In March 2021, a group of 21 global business leaders, led by Virgin Air chairman Richard Branson, launched Business Leaders Against the Death Penalty, a global business initiative against capital punishment. At the time, Branson called the death penalty “broken beyond repair and … marred by cruelty, waste, ineffectiveness, discrimination and an unacceptable risk of error.” He said that “[b]y speaking out at this crucial moment, business leaders have an opportunity to help end this inhumane and flawed practice.”

Polman was among a second set of 21 global business leaders that also included Facebook COO Sheryl Sandberg, Salesforce CEO Marc Benioff, Alan Jope, Polman’s successor as Unilever’s CEO, and Bayer CEO Werner Baumann, to add their names to the declaration in early May. “The pandemic, mass anti-racism protests, attacks on democracy, growing inequality and the continuing destruction of our planet have recast the role of responsible business,” Polman wrote. “Business leaders have spoken out on issues from de-forestation to voting laws to LGBTQ rights. Bluntly, the private sector can no longer be a silent bystander in the society it inhabits. Not if it wants to promote the stability and inclusiveness on which a strong economy and successful business depend.”

Citing a University of Washington study that found that jurors in Washington were three times more likely to recommend a death sentence for a black defendant than for a white one in a similar case, and that killers of white victims are executed at a rate 17 times greater than those whose victims are black, Polman decried capital punishment as “blatantly racist.” That 27 U.S. states “still legally authorize executions … should be intolerable in a country still reeling from the brutal murder of George Floyd,” Polman wrote.
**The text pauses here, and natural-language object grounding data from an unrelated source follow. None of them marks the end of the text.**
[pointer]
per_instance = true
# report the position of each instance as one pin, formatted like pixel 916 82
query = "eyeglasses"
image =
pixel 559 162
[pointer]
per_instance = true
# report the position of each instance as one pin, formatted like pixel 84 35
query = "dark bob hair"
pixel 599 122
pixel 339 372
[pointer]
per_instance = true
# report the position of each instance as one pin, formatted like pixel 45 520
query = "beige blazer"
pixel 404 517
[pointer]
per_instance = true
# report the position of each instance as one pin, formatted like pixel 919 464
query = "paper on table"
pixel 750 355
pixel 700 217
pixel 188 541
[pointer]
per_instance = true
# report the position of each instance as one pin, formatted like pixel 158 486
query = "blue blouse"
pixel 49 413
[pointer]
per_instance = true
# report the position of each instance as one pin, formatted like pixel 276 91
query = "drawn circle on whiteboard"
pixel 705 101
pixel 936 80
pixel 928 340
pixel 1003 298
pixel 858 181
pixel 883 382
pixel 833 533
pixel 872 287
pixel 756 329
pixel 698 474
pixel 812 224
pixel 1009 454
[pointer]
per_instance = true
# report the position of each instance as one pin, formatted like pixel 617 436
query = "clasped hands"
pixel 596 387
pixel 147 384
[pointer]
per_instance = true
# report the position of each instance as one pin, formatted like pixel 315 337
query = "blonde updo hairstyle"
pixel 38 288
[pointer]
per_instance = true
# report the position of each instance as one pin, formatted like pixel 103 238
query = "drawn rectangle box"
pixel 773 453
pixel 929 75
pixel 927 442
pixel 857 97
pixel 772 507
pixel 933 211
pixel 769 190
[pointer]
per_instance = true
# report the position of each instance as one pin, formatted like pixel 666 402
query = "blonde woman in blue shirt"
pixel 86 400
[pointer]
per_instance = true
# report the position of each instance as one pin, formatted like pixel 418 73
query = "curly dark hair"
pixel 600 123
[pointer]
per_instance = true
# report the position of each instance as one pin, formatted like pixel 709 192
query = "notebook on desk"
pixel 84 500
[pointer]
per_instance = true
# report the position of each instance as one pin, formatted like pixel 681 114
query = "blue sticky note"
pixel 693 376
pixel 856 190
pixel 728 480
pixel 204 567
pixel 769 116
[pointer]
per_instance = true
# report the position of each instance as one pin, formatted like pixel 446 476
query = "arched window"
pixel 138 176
Referring to the business leaders’ anti-death-penalty declaration, Polman said “[t]he aim here is not simply to produce well-meaning statements. Corporate activism, when it aligns with calls for reform from civil society, can and does embolden lawmakers to braver action. … Given the historic momentum on Capitol Hill,” he wrote, “the question now lands at every CEO’s door: will you stand on the sidelines, or stand together with your courageous peers for a more just and humane world?”